TEST KITCHEN Hong Kong
158A Connaught Road West, Shop 3,
Sai Ying Pun

Polish chef Krzysztof Czerwinski (Winski) formerly head chef at Gordon Ramsay’s Maze restaurant in London, joined in Hong Kong by his partner, Phillipa Armitage-Mattin, who also worked for the Gordon Ramsay Group.



Together, they embarked on a journey gathering inspiration through a three month culinary tour in Asia, with our pop-up in Hong Kong being the highlight and final mark of their journey. Their menu is all about beef, but done in very refreshing and unexpected ways while they also make all their own stocks, sauces and even kimchi from scratch.



Their menu is unlike any we’ve seen in TEST KITCHEN, certainly influenced by their travels in Asia, but its clear the roots stems from Japan, which reflects Gordon Ramsay’s Maze Grill where high-end Japanese cuisine is front and centre with a significant emphasis on high-end beef, prepared in unusual and innovative ways.  

This dinner series is called “An Eve of Beef”, and here’s the menu:

Yakitori

Truffle bun, Bone Marrow Butter 

Tsukemen

‘Brisket noodle’, Scallops, Beef dashi, Narutomaki 

Unagi

Smoked eel, Wagyu, Foie Gras and umi 

Robata

Beef tongue, kimchi Tteok-bokki, Fresh Wasabi, Sudachi 

Gyūdon

Ox cheek, Tsukemono, Miso

Yuzu granite

Strawberry Sansho Sorbet 

Dorayaki, Tofu Ice cream





Drinks pairings will come from Wallace Lau, born and bred from Hong Kong, an extremely talented and versatile mixologist.  
He is also the winner of Diageo Reserve Hong Kong 2014 Bartender of the Year.  He is working with chef Winski to curate various cocktails as pairings together with wines will go along with the eight-course menu that Winski and Phillipa have created.


About Wallace Lau (The Mixologist)

Wallace’s career started in 2010 when his passion for drinks guide him to work with some of the best in the field including Diageo Reserve Hong Kong 2013 Bartender of the Year Ricky Liau.
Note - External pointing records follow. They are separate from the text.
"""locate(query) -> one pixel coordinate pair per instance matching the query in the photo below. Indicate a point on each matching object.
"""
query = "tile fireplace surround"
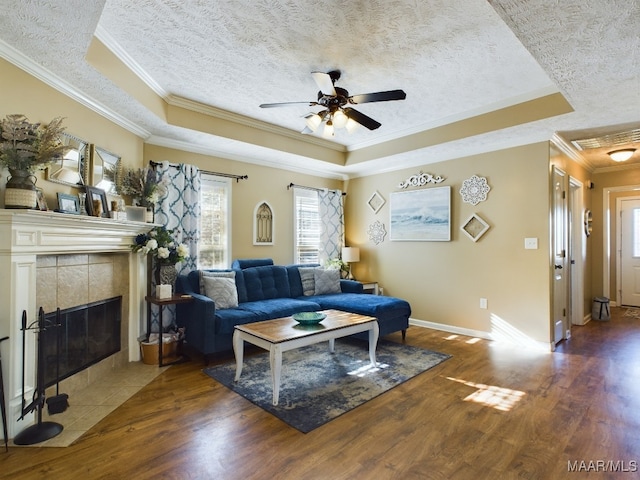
(54, 260)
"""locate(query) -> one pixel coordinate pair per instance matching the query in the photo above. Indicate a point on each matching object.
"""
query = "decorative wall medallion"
(376, 202)
(474, 190)
(376, 232)
(474, 227)
(420, 180)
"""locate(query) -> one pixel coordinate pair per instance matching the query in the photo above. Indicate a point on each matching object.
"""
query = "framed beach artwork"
(421, 215)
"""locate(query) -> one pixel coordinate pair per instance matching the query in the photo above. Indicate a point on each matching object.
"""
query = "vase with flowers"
(159, 243)
(25, 148)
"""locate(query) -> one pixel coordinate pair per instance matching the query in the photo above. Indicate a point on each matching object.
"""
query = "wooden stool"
(600, 303)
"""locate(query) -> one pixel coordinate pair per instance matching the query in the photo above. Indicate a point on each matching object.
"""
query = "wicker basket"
(149, 351)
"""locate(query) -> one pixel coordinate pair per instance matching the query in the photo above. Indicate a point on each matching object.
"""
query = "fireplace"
(62, 261)
(80, 337)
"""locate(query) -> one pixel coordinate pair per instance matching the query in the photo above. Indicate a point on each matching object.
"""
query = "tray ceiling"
(576, 63)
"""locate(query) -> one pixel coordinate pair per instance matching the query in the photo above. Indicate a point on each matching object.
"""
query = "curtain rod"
(226, 175)
(291, 185)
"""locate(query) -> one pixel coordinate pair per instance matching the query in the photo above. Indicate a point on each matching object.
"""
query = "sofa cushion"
(241, 264)
(279, 307)
(326, 281)
(307, 279)
(377, 306)
(295, 283)
(228, 318)
(220, 287)
(266, 282)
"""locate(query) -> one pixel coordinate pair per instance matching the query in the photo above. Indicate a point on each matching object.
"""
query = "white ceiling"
(455, 59)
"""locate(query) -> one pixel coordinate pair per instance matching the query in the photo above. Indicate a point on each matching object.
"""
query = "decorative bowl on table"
(309, 318)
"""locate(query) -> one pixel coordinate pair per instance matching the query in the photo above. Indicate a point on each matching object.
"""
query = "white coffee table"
(283, 334)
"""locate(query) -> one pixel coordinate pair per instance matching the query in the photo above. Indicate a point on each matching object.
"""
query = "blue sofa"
(266, 291)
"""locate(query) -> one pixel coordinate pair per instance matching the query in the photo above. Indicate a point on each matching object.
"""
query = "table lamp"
(350, 255)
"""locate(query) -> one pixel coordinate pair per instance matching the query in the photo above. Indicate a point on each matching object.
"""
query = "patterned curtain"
(179, 210)
(331, 225)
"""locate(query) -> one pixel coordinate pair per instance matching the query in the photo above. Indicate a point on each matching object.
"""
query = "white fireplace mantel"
(26, 234)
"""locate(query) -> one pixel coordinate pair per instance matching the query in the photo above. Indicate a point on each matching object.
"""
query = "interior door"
(630, 252)
(559, 209)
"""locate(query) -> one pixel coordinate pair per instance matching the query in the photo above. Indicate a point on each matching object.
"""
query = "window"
(307, 226)
(215, 224)
(635, 232)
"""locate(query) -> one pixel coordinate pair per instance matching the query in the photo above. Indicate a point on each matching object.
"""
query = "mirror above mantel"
(104, 169)
(73, 168)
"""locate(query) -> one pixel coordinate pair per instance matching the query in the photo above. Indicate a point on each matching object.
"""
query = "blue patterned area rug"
(317, 386)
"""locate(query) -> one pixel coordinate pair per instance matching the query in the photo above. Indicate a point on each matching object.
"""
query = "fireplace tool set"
(2, 405)
(41, 431)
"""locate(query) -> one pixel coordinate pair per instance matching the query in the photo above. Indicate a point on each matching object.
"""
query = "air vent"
(607, 141)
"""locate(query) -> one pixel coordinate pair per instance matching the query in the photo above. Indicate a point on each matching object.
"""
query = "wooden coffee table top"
(286, 328)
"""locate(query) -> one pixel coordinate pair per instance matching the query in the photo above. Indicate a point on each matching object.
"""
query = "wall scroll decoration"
(376, 232)
(376, 202)
(474, 227)
(420, 180)
(474, 190)
(263, 224)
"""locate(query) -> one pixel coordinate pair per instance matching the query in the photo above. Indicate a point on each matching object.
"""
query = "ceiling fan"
(335, 100)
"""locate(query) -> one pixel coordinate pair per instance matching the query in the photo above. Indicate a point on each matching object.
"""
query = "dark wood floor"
(490, 412)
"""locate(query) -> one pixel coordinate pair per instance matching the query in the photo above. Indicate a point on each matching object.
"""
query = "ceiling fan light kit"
(334, 100)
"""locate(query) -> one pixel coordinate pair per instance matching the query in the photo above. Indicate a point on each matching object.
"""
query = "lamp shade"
(350, 254)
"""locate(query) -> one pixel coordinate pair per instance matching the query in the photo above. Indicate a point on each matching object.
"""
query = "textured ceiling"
(455, 59)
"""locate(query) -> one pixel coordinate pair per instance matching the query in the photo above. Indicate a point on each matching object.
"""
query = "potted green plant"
(143, 186)
(25, 148)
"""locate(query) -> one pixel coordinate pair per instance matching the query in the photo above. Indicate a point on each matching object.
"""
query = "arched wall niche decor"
(263, 224)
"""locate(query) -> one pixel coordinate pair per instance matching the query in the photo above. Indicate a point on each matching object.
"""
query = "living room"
(443, 281)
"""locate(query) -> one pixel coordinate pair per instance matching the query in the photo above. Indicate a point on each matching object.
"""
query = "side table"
(161, 303)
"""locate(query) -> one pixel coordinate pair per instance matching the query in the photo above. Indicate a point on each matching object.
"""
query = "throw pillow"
(308, 280)
(327, 281)
(220, 287)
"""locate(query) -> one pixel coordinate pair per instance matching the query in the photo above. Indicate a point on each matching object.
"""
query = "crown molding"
(209, 151)
(617, 168)
(177, 101)
(36, 70)
(109, 42)
(198, 107)
(566, 148)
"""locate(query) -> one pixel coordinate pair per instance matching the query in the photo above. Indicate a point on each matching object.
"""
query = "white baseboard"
(450, 328)
(545, 347)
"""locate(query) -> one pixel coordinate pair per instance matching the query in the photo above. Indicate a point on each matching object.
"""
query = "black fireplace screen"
(87, 334)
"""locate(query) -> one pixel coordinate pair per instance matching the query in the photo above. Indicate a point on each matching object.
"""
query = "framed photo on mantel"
(96, 203)
(68, 203)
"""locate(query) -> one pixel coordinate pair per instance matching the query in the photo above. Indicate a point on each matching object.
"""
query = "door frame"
(577, 252)
(606, 238)
(559, 241)
(619, 201)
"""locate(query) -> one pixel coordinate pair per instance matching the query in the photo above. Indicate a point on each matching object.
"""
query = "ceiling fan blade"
(286, 104)
(378, 96)
(324, 82)
(361, 118)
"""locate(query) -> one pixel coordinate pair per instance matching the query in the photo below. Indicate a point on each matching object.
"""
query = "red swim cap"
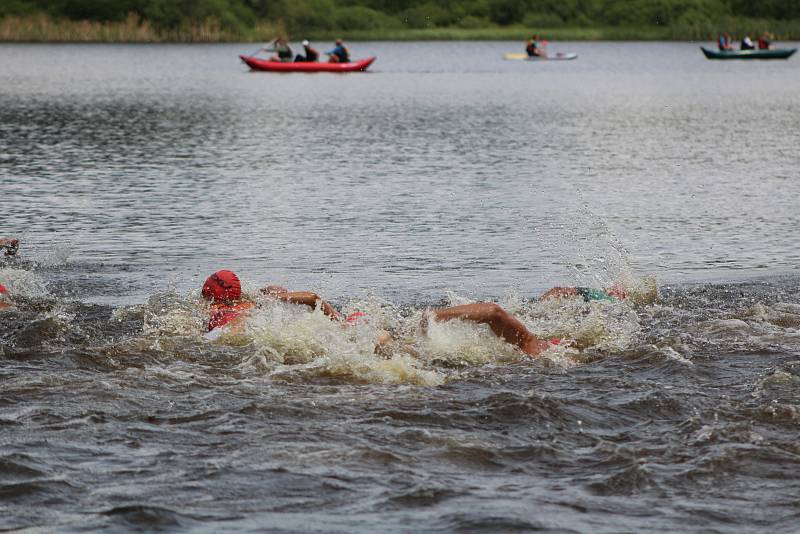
(222, 286)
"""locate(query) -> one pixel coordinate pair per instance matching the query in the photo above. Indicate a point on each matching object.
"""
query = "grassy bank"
(40, 28)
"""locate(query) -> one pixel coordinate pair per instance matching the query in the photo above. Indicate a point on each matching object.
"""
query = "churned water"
(443, 175)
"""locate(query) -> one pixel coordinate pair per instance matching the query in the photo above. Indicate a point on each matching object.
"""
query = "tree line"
(308, 16)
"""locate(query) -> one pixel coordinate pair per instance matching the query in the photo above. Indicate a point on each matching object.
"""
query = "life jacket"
(222, 314)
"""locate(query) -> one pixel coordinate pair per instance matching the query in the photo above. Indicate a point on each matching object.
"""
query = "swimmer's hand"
(273, 290)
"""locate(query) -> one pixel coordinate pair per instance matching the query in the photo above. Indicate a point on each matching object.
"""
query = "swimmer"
(4, 299)
(224, 290)
(502, 323)
(588, 294)
(10, 245)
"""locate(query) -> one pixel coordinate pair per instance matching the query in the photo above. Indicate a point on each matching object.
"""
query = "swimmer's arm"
(309, 299)
(10, 244)
(559, 293)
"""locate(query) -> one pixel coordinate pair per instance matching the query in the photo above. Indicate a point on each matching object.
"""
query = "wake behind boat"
(302, 66)
(776, 53)
(523, 56)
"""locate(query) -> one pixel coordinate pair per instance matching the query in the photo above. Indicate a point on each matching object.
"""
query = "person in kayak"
(339, 54)
(10, 245)
(311, 55)
(724, 43)
(503, 324)
(281, 46)
(535, 48)
(764, 43)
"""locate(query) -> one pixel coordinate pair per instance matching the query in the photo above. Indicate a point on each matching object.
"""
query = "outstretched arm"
(502, 323)
(10, 244)
(559, 292)
(306, 298)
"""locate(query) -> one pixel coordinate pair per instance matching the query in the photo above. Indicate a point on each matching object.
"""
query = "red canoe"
(281, 66)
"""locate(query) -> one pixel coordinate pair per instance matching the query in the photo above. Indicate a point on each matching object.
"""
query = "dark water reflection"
(131, 172)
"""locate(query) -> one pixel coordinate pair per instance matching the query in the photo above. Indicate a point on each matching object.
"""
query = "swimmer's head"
(222, 286)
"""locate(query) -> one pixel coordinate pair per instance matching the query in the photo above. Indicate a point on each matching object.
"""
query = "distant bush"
(362, 18)
(542, 20)
(426, 16)
(471, 22)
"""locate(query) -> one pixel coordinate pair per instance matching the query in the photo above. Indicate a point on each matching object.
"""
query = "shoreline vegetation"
(43, 29)
(213, 21)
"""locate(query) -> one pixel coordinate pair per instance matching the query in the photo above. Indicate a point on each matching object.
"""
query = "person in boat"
(311, 55)
(535, 48)
(339, 53)
(281, 47)
(9, 245)
(764, 42)
(724, 43)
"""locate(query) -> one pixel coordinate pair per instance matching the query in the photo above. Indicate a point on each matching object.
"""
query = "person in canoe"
(10, 245)
(311, 55)
(339, 54)
(281, 47)
(535, 48)
(724, 43)
(764, 42)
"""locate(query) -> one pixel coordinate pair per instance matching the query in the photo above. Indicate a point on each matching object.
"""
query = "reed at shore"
(41, 28)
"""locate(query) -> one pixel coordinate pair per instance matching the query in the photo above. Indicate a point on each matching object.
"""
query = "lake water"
(444, 174)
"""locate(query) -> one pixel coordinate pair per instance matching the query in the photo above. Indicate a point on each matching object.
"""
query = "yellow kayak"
(526, 57)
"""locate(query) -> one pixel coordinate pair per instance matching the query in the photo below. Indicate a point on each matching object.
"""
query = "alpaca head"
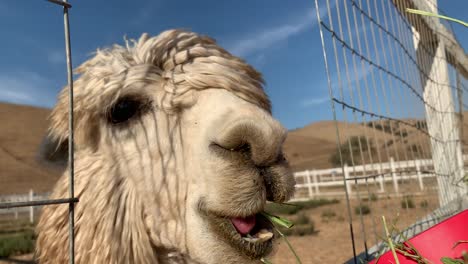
(176, 152)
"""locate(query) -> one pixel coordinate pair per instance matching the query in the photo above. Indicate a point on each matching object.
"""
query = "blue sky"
(280, 38)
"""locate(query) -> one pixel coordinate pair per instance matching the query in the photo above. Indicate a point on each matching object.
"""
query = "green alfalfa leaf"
(266, 261)
(446, 260)
(278, 220)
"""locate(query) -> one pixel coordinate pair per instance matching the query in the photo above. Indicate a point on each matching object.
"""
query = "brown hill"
(306, 148)
(20, 136)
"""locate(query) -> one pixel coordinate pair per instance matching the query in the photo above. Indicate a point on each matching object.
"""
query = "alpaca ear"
(53, 153)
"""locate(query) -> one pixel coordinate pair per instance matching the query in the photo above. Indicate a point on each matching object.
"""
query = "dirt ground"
(332, 242)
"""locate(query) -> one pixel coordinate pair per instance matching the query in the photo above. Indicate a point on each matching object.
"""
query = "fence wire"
(397, 96)
(71, 200)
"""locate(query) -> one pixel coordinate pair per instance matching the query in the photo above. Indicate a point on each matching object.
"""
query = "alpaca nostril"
(258, 141)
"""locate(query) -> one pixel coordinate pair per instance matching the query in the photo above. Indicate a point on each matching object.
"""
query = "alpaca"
(176, 155)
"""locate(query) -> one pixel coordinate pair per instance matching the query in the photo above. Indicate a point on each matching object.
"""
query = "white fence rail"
(330, 182)
(17, 211)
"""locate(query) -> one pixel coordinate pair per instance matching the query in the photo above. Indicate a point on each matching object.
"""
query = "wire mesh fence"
(396, 83)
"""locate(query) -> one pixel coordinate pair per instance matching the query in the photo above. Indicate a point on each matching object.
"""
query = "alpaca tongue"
(244, 225)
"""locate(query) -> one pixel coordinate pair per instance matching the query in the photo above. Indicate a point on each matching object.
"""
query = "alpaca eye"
(123, 110)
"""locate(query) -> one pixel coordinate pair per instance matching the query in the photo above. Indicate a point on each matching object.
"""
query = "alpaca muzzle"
(257, 144)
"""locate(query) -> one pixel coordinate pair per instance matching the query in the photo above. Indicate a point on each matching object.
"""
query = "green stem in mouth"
(278, 220)
(266, 261)
(284, 223)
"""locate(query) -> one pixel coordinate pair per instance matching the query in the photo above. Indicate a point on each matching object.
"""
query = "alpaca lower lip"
(256, 244)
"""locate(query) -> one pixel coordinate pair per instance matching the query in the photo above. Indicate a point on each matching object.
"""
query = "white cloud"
(314, 101)
(267, 37)
(22, 87)
(147, 9)
(56, 56)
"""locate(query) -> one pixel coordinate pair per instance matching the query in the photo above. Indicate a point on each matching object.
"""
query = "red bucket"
(436, 242)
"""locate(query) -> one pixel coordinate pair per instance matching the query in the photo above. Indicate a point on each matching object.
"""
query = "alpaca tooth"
(264, 235)
(251, 239)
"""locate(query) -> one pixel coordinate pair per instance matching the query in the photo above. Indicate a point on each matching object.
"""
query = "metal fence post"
(395, 180)
(347, 177)
(31, 208)
(309, 184)
(418, 171)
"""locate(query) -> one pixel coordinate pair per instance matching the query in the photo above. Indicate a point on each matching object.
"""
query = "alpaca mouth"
(252, 235)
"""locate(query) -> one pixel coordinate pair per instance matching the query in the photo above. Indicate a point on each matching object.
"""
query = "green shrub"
(328, 213)
(19, 243)
(407, 203)
(424, 204)
(362, 209)
(301, 219)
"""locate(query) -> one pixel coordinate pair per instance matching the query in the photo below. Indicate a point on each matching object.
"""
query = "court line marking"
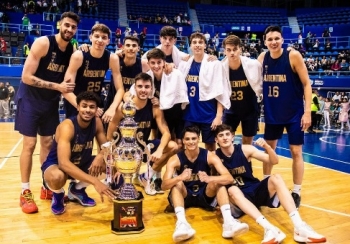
(314, 155)
(326, 210)
(322, 138)
(10, 153)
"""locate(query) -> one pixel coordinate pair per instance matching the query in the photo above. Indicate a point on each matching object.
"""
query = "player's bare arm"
(299, 67)
(223, 177)
(39, 49)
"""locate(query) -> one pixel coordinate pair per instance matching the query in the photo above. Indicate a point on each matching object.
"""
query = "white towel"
(253, 71)
(172, 91)
(213, 82)
(177, 55)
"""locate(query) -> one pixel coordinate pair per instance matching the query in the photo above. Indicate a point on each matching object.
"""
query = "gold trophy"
(125, 156)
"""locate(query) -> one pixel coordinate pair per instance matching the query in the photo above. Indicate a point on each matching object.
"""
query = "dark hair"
(168, 31)
(132, 38)
(143, 76)
(101, 27)
(199, 36)
(70, 15)
(88, 96)
(232, 40)
(272, 28)
(221, 128)
(191, 128)
(155, 53)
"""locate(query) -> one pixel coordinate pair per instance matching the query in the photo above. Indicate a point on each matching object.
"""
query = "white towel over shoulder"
(213, 82)
(253, 71)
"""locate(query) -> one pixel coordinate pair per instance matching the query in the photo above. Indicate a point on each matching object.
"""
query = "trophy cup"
(126, 157)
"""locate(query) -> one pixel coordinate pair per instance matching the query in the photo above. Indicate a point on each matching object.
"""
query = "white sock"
(150, 173)
(180, 214)
(261, 220)
(297, 189)
(296, 219)
(80, 185)
(25, 186)
(58, 191)
(226, 213)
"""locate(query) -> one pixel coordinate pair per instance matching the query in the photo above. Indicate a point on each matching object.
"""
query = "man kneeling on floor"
(71, 156)
(188, 176)
(250, 193)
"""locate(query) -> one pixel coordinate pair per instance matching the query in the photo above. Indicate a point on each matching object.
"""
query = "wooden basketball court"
(325, 206)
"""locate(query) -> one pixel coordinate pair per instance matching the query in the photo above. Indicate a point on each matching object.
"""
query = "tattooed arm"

Humble and grateful, he attributes his success today to the mentorship he received from these influential figures.  Wallace’s career began to flourish when he joined Angel’s Share in 2012, training under Les Vergers Boiron Hong Kong 2013’s Champion in Pairing Bryan Chan. A year later, he trained under Wyndham the 4th’s John Ng and former champion Ricky Liau. In the short span of just 4 years, he worked his way into becoming an expert himself in the art of mixology, and in 2013, joined his first Diageo Reserve World Class. Although coming in 3rd at the National Final, Wallace did not give up, and his steadfast determination led him to realize his dream this year when he won the title of Diageo Reserve Hong Kong 2014 Bartender of the Year.  A member of WooNow, Wallace is dedicated to elevating the drinking culture of Hong Kong and the bartending profession.  

About Winski (Krzysztof Czerwinski) and Phillipa Armitage-Mattin:


Chef Krzysztof Czerwinski (Winski)
After 10 years working in well-established kitchens, predominantly in the Gordon Ramsay Group including Michelin star restaurants, Winski is currently travelling with his partner through Japan, South Korea and China to hone his knowledge and experience of various Asian dishes to pair with his cutting-edge techniques.


His cooking career started in Ireland, having previously quite a law degree to pursue a career in food. He worked for chefs including Matt Fuller who trained in San Sebastián, learning his craft and letting his cooking creativity flourish.


He spent two years working for Michelin-starred chef Conrad Gallagher before reopening a 5* Hotel in Dublin with Matt Fuller which went on to win best hotel restaurant in Ireland, while Winski won the prestigious Irish National Chef of the Year award.



He moved to London and joined the Gordon Ramsay group working for his French/Japanese Michelin restaurant Maze and quickly gained the opportunity to open Maze Grill for Gordon Ramsay. He spent the next three years opening two new restaurants in Chelsea and led the reinvention of Maze Grill as a head chef and brand ambassador. As a beef specialist, he used the entire carcass to make rich sauces and learnt about dry ageing the meat to draw out the amazing flavour and succulent texture, working with suppliers to understand and bring the best of South American, USDA, Japanese Wagyu and British beef.


Phillipa Armitage-Mattin trained with the Ramsay Group and completed a masters degree in Chemistry. For the last 18 months she has been working as a development chef and designing meals for retail with her creativity and keen eye for detail, focusing on the science behind cooking. She uses her interest in food to keep up to date with key food trends and together with Winski they create modern dishes.